Church Street Precinct Heritage Panel
St. Paul's Anglican Church graveyard, Church St., Canterbury Unveiled by Councillor Kayee Griffine, Mayor of Canterbury on 19 April 1997. Research for this panel by Lesley Muir and Brian Madden.
This precinct has a number of historic buildings and sites within a small area - St. Paul's Anglican Church and churchyard, the former Church of England schoolhouse, the original public school building and the house "Beulah Vista", St. Pauls Church and churchyard is built on part of Robert Campbell's Canterbury Estate, on land donated by Sophia Ives Campbell, his daughter. The church was designed by Edmund Blacket, the most fashionable architect of his day, and built from local sandstone. It was completed in October 1859, and consecrated by the Bishop of the Diocese on April 12, 1860.

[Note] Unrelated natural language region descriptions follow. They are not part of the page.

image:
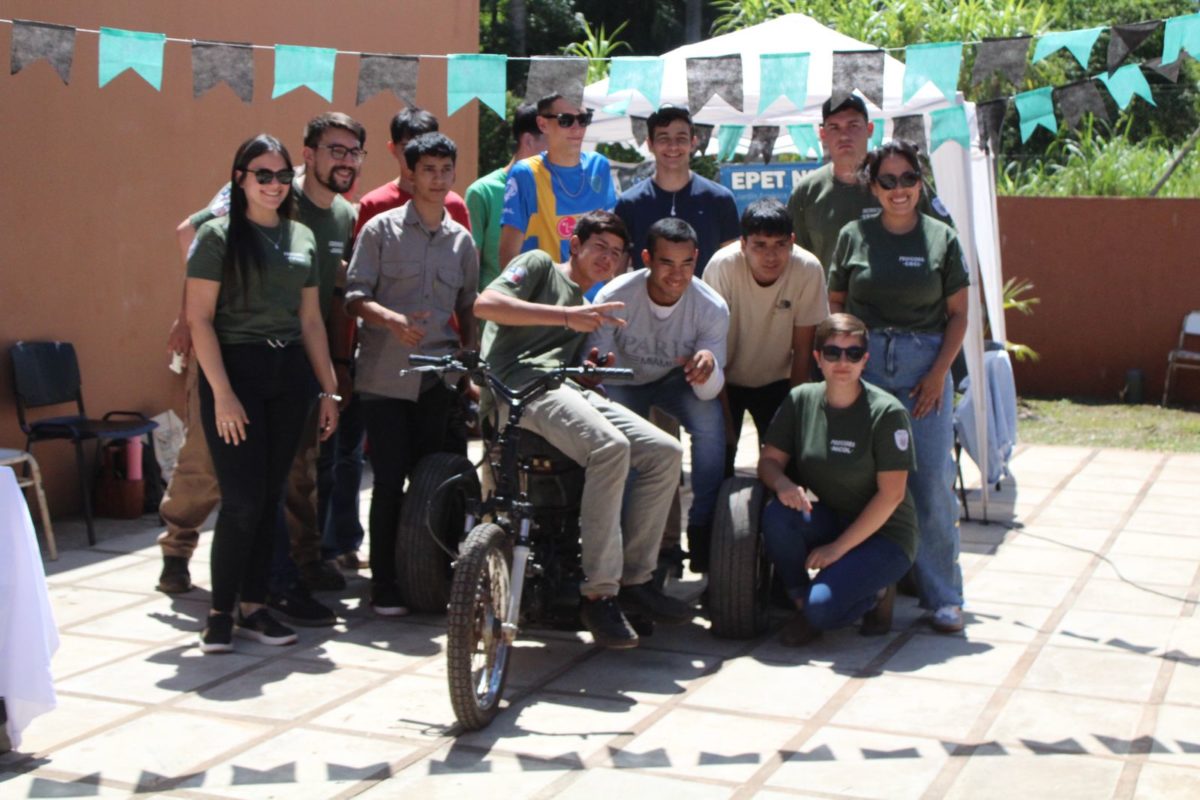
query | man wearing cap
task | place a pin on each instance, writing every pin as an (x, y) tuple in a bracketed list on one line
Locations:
[(675, 191), (831, 196), (547, 193)]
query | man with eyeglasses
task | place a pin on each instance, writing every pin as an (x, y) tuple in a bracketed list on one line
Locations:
[(333, 156), (777, 295), (831, 196), (547, 193), (677, 192), (537, 319)]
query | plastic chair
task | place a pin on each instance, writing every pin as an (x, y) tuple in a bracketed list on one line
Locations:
[(33, 477), (1181, 358), (47, 373)]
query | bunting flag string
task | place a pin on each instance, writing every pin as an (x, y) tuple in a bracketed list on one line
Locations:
[(783, 77)]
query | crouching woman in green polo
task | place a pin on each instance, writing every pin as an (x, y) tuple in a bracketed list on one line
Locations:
[(850, 444)]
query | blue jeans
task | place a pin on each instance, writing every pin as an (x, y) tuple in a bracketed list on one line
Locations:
[(844, 590), (703, 421), (899, 360)]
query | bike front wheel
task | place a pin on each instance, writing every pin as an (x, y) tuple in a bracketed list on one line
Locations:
[(477, 649)]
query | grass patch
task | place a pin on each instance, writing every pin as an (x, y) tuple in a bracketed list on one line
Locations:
[(1098, 423)]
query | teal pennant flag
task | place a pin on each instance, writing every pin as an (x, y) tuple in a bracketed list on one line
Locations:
[(1078, 42), (727, 138), (477, 74), (1036, 108), (304, 66), (936, 64), (131, 49), (1125, 83), (805, 139), (640, 73), (948, 125), (1181, 34), (784, 74)]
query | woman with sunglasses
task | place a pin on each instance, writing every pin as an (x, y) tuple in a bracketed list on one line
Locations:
[(258, 335), (850, 444), (903, 274)]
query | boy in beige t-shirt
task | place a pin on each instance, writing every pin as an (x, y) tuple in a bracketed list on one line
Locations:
[(777, 296)]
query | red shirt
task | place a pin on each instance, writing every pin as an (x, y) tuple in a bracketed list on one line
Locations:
[(390, 196)]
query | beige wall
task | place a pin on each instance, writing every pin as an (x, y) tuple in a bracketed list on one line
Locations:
[(96, 179), (1115, 277)]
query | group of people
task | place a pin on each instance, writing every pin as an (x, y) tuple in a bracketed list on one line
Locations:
[(301, 314)]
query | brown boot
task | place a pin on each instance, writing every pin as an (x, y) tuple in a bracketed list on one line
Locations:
[(797, 631), (877, 621)]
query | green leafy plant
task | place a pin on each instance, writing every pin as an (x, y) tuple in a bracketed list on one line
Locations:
[(598, 47)]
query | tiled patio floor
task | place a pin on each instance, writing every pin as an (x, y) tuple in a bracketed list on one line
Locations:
[(1078, 677)]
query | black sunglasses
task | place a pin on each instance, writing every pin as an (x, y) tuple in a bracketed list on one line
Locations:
[(565, 120), (907, 180), (265, 176), (853, 354)]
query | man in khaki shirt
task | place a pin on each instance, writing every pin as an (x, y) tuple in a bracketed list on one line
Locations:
[(777, 296)]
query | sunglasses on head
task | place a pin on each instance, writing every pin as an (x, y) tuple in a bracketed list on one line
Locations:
[(582, 119), (265, 176), (906, 180), (853, 354)]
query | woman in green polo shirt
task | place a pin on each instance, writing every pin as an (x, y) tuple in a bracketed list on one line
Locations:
[(850, 444), (901, 272), (256, 325)]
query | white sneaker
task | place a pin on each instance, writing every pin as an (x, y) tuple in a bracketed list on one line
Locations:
[(947, 619)]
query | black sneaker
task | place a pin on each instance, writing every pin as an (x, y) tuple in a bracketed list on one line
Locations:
[(648, 600), (607, 624), (322, 576), (217, 633), (261, 626), (174, 578), (299, 607), (385, 600)]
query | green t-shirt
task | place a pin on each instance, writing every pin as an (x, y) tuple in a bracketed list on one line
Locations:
[(270, 306), (837, 452), (821, 205), (520, 353), (485, 203), (331, 228), (899, 280)]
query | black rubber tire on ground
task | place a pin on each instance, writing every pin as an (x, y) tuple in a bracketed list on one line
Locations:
[(477, 654), (426, 518), (739, 573)]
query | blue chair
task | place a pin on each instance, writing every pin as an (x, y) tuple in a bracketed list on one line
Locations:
[(47, 373)]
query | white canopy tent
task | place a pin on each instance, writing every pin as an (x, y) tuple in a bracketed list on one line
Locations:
[(964, 178)]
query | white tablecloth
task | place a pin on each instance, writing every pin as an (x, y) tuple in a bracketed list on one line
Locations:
[(28, 636)]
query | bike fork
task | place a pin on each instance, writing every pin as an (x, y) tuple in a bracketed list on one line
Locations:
[(516, 584)]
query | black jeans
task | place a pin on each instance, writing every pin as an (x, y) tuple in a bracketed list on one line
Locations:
[(762, 402), (400, 433), (277, 389)]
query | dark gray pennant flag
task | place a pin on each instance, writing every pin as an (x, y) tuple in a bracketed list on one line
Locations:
[(640, 128), (990, 116), (1078, 98), (911, 128), (762, 143), (232, 62), (1008, 56), (550, 76), (384, 72), (719, 76), (34, 41), (1125, 40), (1169, 71), (862, 70)]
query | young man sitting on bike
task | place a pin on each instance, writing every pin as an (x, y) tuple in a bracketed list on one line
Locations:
[(537, 320)]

The Campbell family was responsible for the foundation and much of the early financing of this church. The churchard has many examples of the local stonemason;s art in the headstones. The Church of England schoolhouse on Canterbury Road behind the Church was also built by the Campbell family and opened in 1861. It closed prior to the Public School opening. Opposite St. Paul's is Canterbury Public School, opened in 1878 in a new sandstone building designed by architect George Allen Mansfield. "Beulah Vista", on the corner of Church and Vincent Streets, was built by George Tomkins, a stonemason, in 1888, and was restored by Canterbury Council in 1982. There was some controversy over the site: three alderman each offered a block of land, and for several years, the Council was unable to make a final decision on which alderman's property should be purchased.
In 1887, John Campbell Sharp's allotment was chosen, and W.H. Monckton, an architect from Parramatta, designed a Victorian classical building with a two storey frontage to Canterbury Road and a central tower. Construction began in 1888 and the building was opened in April 1889 by Sir Henry Parkes, Premier of New South Wales.